El triunfo de Donald Trump puede ser analizado desde distintas lecturas. Todas negativas.
Empecemos por el fracaso de la institucionalidad. Que un personaje procesado por felonía, fraude tributario y apropiación indebida de documentos reservados haya llegado a la presidencia de un país es una completa aberración. Trump no solo se ha pasado las leyes por el forro, sino que ha hecho gala de ello. Es más, utilizó estas irregularidades como insumo marquetero para la campaña electoral. Que más de la mitad de la población de ese país haya votado por alguien que se enorgullece de violar la ley debería ponerle los pelos de punta a medio mundo.
No solo el triunfo, sino la propia candidatura de Trump, contrarían los principios políticos, jurídicos y sobre todo éticos de una república. De cualquier república que se asiente sobre la norma universal de que nadie está por encima de la ley. Y menos aún alguien que va a ocupar un cargo público de tanta relevancia.
El ideal humanista sobre el que se erigió la modernidad también fracasó el pasado 5 de noviembre. La mayoría del pueblo de los Estados Unidos decidió enclaustrarse tras los muros del supremacismo blanco, ese argumento xenófobo y racista que Donald Trump y sus más fervientes partidarios no dudaron en utilizar como insignia. La intransigencia represiva, autoritaria y belicista con contra de la migración extranjera terminó imponiéndose como condición para asegurar un modelo de dominación basado en la hegemonía racial. En el fondo, se trata de un retorno a la época colonial.

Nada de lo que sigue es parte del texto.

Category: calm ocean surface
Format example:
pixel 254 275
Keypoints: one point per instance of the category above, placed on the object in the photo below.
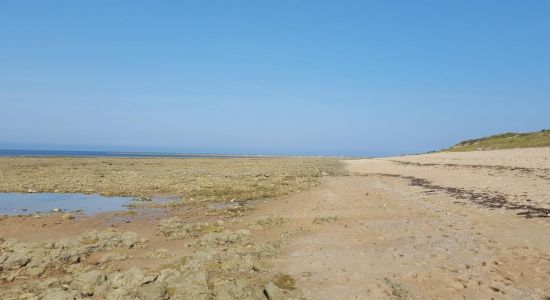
pixel 54 153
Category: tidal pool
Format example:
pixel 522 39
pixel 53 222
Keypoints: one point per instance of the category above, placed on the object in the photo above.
pixel 29 203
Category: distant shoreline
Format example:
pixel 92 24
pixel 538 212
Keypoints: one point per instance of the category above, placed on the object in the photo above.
pixel 63 153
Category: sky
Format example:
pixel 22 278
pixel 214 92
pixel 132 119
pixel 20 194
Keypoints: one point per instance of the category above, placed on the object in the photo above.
pixel 298 77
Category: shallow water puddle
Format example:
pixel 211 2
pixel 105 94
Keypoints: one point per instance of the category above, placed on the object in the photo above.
pixel 28 203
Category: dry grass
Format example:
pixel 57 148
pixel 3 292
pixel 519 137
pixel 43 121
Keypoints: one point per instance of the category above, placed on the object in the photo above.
pixel 201 179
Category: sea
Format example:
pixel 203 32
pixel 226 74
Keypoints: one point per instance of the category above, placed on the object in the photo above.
pixel 63 153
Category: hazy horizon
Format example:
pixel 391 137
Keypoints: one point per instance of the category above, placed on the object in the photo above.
pixel 358 78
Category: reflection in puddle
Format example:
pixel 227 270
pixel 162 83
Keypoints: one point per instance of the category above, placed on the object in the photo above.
pixel 23 203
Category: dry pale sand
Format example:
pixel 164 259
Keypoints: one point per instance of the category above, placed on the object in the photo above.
pixel 397 240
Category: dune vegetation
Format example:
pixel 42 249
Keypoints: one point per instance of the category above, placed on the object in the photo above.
pixel 508 140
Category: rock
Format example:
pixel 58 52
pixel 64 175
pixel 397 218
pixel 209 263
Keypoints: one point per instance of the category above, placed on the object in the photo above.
pixel 13 260
pixel 56 294
pixel 189 286
pixel 109 257
pixel 67 217
pixel 176 228
pixel 274 291
pixel 87 282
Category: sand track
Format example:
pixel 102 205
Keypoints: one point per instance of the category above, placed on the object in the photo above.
pixel 405 235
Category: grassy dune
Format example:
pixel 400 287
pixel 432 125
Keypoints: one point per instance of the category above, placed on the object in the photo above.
pixel 505 141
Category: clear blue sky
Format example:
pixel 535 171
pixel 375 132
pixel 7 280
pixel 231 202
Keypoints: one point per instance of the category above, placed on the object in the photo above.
pixel 273 77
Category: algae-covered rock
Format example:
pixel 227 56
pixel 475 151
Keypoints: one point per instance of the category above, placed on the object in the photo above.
pixel 177 228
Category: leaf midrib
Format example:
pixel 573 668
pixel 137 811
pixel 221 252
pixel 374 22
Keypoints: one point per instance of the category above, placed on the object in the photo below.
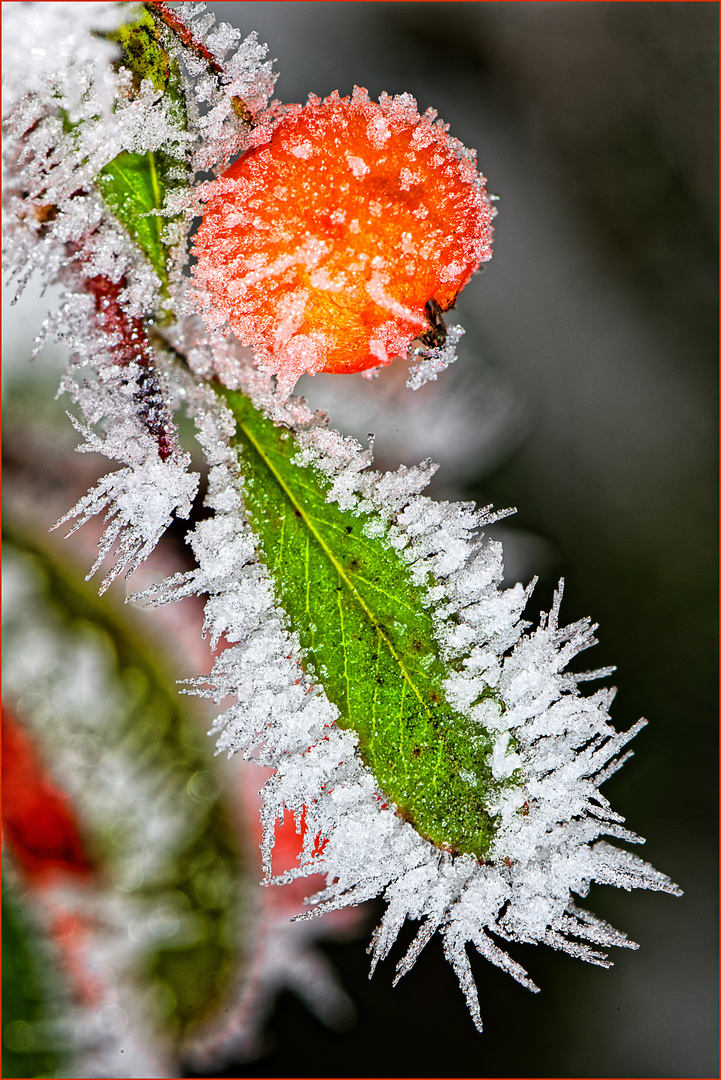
pixel 338 566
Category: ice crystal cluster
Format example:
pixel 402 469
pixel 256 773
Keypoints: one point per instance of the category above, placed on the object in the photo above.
pixel 433 746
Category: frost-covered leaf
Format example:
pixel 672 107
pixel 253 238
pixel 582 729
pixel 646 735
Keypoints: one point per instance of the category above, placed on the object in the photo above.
pixel 134 188
pixel 365 623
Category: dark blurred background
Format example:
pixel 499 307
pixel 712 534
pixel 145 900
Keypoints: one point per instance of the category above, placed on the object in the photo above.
pixel 592 342
pixel 585 395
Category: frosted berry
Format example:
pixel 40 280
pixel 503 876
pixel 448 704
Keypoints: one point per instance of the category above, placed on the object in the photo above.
pixel 323 246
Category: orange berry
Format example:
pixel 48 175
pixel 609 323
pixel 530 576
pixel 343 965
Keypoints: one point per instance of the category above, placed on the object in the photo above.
pixel 323 246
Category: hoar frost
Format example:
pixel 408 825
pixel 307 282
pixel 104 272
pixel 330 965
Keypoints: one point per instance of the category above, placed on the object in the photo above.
pixel 547 847
pixel 556 745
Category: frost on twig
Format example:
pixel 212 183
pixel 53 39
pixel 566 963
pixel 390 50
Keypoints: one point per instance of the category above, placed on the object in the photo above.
pixel 548 846
pixel 434 748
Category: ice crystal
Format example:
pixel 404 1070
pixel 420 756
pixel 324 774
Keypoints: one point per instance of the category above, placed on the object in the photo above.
pixel 549 746
pixel 548 847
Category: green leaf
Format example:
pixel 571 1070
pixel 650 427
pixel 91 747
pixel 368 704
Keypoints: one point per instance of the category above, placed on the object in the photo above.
pixel 152 727
pixel 30 989
pixel 368 637
pixel 141 52
pixel 134 186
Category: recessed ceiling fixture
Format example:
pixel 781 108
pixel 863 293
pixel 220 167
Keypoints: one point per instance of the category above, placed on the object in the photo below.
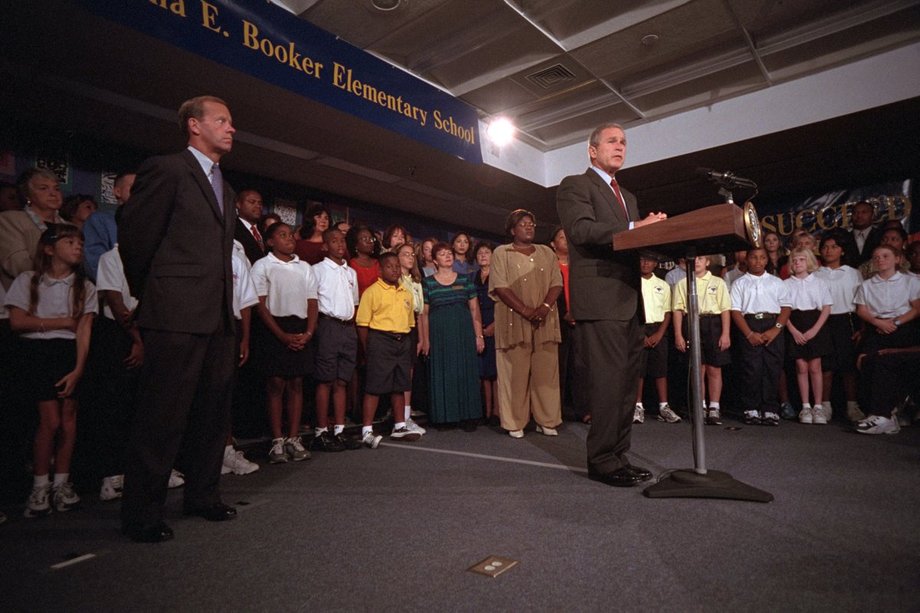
pixel 501 131
pixel 386 5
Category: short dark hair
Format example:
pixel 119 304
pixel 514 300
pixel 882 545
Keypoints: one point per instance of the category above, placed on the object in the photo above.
pixel 194 107
pixel 516 216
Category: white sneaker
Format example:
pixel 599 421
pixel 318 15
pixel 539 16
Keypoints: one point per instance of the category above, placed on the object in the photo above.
pixel 855 415
pixel 235 462
pixel 639 415
pixel 111 487
pixel 411 426
pixel 64 498
pixel 371 440
pixel 39 504
pixel 820 415
pixel 876 424
pixel 293 446
pixel 176 479
pixel 667 415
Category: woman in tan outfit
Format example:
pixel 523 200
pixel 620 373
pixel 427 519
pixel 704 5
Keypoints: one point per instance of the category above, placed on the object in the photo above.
pixel 525 282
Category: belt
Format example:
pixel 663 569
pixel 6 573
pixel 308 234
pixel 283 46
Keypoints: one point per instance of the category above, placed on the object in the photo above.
pixel 396 336
pixel 344 322
pixel 759 315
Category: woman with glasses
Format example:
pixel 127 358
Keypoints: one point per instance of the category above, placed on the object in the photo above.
pixel 525 282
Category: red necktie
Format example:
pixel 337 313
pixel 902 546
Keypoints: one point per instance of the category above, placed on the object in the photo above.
pixel 616 190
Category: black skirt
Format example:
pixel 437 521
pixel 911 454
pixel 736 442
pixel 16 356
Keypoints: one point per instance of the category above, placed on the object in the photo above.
pixel 817 347
pixel 273 358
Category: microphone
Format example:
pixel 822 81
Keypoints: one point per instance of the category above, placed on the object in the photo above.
pixel 726 179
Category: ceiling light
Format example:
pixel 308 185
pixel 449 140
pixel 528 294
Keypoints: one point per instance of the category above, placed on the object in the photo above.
pixel 501 131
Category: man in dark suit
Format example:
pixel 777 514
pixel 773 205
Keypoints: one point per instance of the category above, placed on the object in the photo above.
pixel 604 292
pixel 175 239
pixel 249 211
pixel 864 236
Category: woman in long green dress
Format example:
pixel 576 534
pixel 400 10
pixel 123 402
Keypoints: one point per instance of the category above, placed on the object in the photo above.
pixel 453 339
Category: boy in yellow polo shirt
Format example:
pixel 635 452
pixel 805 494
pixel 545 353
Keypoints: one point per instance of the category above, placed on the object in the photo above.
pixel 715 318
pixel 385 317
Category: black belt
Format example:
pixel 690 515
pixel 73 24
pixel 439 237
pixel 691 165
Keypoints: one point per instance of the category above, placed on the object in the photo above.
pixel 396 336
pixel 344 322
pixel 760 315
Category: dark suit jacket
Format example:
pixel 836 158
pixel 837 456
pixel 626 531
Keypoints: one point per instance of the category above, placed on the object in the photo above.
pixel 604 284
pixel 249 242
pixel 176 247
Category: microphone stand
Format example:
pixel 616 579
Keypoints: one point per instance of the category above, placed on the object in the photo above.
pixel 699 482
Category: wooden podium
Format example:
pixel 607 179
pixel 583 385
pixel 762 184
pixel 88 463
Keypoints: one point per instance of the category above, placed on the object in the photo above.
pixel 714 229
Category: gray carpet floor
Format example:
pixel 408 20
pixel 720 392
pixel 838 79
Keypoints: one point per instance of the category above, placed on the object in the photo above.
pixel 395 529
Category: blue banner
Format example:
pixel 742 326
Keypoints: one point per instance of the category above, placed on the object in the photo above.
pixel 269 43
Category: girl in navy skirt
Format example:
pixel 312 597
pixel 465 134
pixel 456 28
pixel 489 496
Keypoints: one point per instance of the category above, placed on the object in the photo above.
pixel 52 310
pixel 287 306
pixel 808 339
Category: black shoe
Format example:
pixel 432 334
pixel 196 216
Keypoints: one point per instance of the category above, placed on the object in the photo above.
pixel 216 512
pixel 621 477
pixel 156 533
pixel 643 473
pixel 348 443
pixel 327 442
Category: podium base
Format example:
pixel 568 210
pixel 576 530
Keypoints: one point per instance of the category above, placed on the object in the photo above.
pixel 714 484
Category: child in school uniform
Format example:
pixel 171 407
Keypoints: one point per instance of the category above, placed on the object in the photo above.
pixel 760 310
pixel 889 303
pixel 807 338
pixel 656 298
pixel 336 342
pixel 52 310
pixel 287 306
pixel 842 325
pixel 385 319
pixel 245 298
pixel 715 330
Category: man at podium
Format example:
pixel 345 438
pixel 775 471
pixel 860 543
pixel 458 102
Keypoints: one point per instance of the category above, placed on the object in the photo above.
pixel 604 297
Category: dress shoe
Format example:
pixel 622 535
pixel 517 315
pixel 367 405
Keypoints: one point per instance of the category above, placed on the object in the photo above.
pixel 642 473
pixel 216 512
pixel 155 533
pixel 621 477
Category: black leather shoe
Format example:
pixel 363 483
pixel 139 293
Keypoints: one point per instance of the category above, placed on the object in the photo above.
pixel 216 512
pixel 621 477
pixel 643 473
pixel 156 533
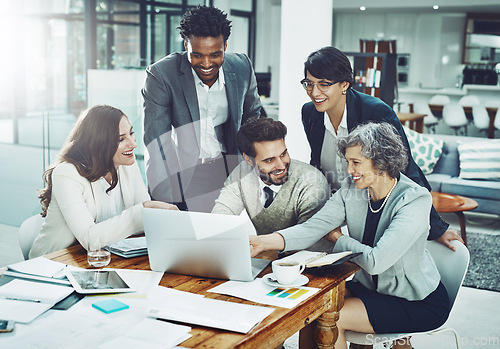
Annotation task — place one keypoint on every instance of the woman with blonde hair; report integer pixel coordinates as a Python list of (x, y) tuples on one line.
[(94, 191)]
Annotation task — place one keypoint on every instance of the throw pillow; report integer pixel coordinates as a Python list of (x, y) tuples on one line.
[(479, 160), (425, 150)]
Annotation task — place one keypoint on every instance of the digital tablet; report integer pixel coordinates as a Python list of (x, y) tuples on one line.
[(97, 281)]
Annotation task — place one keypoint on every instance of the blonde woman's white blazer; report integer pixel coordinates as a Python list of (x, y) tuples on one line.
[(72, 212)]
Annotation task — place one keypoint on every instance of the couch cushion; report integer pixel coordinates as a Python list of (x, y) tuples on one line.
[(425, 150), (480, 160), (436, 180), (472, 188)]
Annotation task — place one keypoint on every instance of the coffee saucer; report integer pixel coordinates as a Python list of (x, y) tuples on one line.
[(271, 281)]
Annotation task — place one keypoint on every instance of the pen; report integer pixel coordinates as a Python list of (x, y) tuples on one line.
[(23, 299)]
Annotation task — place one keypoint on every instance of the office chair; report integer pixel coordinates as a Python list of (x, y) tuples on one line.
[(28, 232), (454, 116), (452, 267), (430, 121)]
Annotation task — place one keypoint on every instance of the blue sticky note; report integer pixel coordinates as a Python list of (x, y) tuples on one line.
[(110, 306)]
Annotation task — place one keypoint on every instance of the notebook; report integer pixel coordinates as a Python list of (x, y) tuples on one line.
[(201, 244)]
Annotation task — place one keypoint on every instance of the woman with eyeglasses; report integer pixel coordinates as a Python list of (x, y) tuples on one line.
[(335, 110), (95, 190)]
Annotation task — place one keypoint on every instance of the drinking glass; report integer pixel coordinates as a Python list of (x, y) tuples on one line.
[(98, 254)]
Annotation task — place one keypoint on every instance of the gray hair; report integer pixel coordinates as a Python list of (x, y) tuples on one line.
[(379, 142)]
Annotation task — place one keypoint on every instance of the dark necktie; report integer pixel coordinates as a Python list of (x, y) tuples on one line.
[(269, 196)]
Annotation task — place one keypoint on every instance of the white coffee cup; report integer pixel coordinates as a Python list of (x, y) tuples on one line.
[(286, 272)]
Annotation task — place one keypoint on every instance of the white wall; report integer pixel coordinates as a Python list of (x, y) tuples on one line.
[(304, 28)]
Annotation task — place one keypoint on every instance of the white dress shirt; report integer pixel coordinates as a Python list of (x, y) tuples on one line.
[(333, 165), (111, 203), (212, 102)]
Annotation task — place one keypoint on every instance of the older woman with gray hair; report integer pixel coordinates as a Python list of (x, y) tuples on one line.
[(398, 288)]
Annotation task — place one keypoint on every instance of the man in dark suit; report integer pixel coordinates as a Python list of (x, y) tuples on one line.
[(194, 104)]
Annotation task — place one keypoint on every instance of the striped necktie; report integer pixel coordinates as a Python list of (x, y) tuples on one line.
[(269, 196)]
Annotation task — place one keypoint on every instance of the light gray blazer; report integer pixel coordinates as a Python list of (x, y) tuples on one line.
[(403, 265), (73, 209), (171, 102)]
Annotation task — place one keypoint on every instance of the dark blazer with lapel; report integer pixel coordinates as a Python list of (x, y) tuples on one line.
[(171, 102), (362, 108)]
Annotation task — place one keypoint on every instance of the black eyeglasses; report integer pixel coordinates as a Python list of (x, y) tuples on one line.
[(323, 86)]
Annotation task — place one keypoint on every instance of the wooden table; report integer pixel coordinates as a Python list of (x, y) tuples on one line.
[(457, 204), (416, 120), (278, 326)]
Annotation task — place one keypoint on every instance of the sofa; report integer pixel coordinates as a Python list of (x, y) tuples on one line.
[(445, 176)]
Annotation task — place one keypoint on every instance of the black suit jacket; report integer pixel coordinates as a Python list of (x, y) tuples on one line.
[(362, 108)]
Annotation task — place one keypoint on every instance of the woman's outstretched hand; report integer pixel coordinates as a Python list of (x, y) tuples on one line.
[(160, 204)]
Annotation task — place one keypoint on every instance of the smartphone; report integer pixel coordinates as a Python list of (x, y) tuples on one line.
[(6, 326)]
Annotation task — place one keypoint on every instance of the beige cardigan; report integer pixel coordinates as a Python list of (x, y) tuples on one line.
[(73, 210)]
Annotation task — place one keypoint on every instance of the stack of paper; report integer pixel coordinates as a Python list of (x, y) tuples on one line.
[(41, 269), (22, 300), (131, 247), (192, 309)]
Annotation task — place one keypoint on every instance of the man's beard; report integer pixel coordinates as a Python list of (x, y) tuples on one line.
[(266, 177)]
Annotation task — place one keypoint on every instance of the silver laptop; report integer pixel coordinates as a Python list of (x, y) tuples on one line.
[(200, 244)]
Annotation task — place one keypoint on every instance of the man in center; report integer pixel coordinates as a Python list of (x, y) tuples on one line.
[(277, 192)]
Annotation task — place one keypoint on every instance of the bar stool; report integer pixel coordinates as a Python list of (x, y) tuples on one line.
[(481, 118), (454, 116), (467, 102), (430, 121), (436, 104)]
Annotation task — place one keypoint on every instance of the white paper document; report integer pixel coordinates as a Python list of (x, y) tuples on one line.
[(259, 292), (22, 300), (193, 309), (40, 266), (142, 281), (150, 333)]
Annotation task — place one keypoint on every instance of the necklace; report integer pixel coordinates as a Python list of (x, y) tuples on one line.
[(385, 200)]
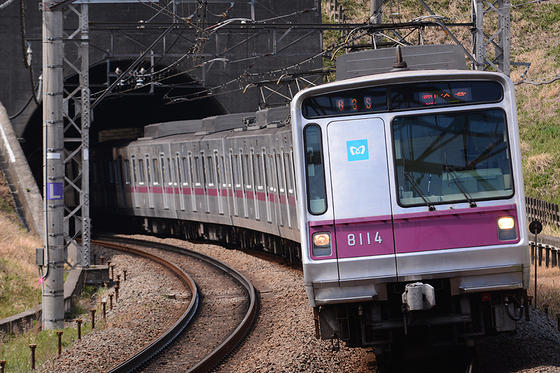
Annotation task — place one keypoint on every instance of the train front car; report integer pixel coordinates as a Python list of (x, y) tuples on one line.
[(412, 215)]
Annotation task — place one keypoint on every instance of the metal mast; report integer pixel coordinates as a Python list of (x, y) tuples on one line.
[(483, 43), (66, 156)]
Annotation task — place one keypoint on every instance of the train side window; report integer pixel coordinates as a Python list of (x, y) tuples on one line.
[(95, 173), (117, 172), (177, 170), (209, 171), (196, 171), (235, 165), (222, 173), (185, 171), (112, 172), (257, 170), (246, 171), (141, 171), (267, 174), (289, 181), (134, 174), (155, 171), (314, 171), (127, 171), (281, 175), (148, 170)]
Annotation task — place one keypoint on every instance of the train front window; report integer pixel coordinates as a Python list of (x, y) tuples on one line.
[(452, 157)]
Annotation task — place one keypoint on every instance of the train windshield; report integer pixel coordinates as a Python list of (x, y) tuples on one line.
[(452, 157)]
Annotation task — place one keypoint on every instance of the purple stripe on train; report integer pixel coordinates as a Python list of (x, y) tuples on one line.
[(415, 232)]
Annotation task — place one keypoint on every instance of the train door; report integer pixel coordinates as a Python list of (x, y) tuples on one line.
[(361, 198)]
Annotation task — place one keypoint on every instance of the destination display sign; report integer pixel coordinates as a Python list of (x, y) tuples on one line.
[(401, 97)]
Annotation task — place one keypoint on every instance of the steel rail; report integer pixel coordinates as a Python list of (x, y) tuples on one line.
[(154, 348), (220, 352)]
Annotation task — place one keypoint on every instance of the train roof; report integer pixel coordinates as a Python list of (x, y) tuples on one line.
[(420, 57), (272, 117)]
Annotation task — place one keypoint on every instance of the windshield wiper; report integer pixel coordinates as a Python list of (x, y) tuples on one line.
[(451, 171), (419, 190)]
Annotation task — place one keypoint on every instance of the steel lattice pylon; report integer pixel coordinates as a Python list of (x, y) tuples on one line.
[(76, 112)]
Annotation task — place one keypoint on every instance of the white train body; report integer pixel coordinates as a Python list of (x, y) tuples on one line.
[(411, 205)]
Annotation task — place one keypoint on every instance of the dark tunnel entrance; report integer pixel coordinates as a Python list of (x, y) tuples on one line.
[(130, 106)]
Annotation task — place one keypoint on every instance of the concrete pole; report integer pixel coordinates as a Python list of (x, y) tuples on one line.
[(53, 173)]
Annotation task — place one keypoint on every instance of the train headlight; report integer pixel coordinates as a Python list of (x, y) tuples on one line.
[(322, 244), (506, 228)]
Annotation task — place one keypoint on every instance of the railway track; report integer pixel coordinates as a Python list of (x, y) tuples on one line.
[(206, 345)]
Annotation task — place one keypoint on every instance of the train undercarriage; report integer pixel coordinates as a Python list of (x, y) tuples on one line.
[(453, 320)]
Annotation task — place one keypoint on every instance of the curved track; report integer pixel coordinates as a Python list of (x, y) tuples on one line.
[(154, 349)]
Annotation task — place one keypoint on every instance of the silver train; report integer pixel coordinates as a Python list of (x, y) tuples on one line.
[(228, 179), (404, 190), (412, 212)]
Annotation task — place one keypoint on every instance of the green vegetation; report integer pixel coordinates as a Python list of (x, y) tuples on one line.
[(15, 348)]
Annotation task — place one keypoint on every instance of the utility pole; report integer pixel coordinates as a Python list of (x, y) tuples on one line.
[(53, 173)]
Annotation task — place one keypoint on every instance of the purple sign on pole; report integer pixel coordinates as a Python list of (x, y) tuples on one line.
[(55, 190)]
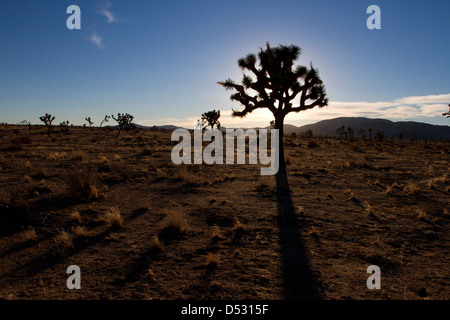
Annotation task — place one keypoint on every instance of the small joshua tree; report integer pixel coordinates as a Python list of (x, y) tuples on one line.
[(125, 121), (447, 114), (88, 119), (212, 118), (350, 132), (105, 120), (362, 133), (47, 119), (341, 131)]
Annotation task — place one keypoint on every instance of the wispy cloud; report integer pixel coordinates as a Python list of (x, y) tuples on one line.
[(417, 108), (107, 13), (96, 39)]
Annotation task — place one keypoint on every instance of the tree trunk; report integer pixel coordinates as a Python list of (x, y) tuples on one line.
[(279, 124)]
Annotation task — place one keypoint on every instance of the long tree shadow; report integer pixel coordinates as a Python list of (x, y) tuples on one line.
[(298, 280)]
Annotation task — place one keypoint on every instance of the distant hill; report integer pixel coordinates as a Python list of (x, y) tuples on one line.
[(327, 128), (390, 129)]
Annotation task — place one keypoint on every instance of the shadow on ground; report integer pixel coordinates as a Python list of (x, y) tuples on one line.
[(298, 280)]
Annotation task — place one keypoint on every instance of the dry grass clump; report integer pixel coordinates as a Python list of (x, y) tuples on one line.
[(411, 188), (188, 177), (79, 231), (79, 156), (82, 184), (155, 246), (369, 210), (28, 235), (57, 156), (75, 216), (103, 159), (113, 218), (314, 232), (212, 260), (216, 234), (174, 223), (146, 151), (63, 241)]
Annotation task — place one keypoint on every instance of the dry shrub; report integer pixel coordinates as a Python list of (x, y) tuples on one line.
[(188, 177), (57, 156), (216, 234), (411, 188), (28, 235), (80, 231), (174, 223), (312, 144), (155, 246), (82, 183), (212, 260), (63, 241), (75, 216), (113, 218), (79, 155)]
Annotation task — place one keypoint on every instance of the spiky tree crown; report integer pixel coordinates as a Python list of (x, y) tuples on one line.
[(278, 82)]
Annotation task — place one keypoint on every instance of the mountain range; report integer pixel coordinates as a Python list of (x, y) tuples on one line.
[(327, 128)]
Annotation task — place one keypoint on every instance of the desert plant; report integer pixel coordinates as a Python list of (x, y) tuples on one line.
[(277, 84), (341, 132), (379, 135), (447, 114), (47, 119), (212, 118), (88, 119), (125, 121), (106, 119)]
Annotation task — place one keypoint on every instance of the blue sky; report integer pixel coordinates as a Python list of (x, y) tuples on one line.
[(161, 60)]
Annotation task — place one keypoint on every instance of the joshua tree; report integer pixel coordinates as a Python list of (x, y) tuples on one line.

Un tercer fracaso se refiere al ideal de la progresividad de los derechos, una aspiración que, mal que bien, ha marcado la evolución de las sociedades desde hace dos siglos. Ha sido, además, un referente fundamental para las nuevas luchas sociales en las últimas décadas. Las posturas en contra del derecho al aborto, a la universalidad de la salud y la educación, o a la defensa del medio ambiente, por citar únicamente las más sonadas, salen victoriosas en contra de la lógica más elemental. Que los latinos y los pobres hayan votado por Trump es una anomalía que tendrá que ser seriamente estudiada desde la psicología, la sociología o las ciencias políticas. No estamos frente a una aparente falta de conciencia social, sino a la extrema patologización del individualismo.
En síntesis, el viejo modelo liberal sobre el cual se construyó el capitalismo muestra signos de agotamiento irreversibles. El descalabro de la democracia no solo afecta a los Estados Unidos como potencia imperial, sino al sistema capitalista en su conjunto. En todas partes, el desencanto ciudadano con la política oscila entre la abulia o la indiferencia generales y la incoherencia existencial. Esta última posibilitó el triunfo republicano. El pueblo de los Estados Unidos ha optado por una autoflagelación peligrosamente cercana al suicidio.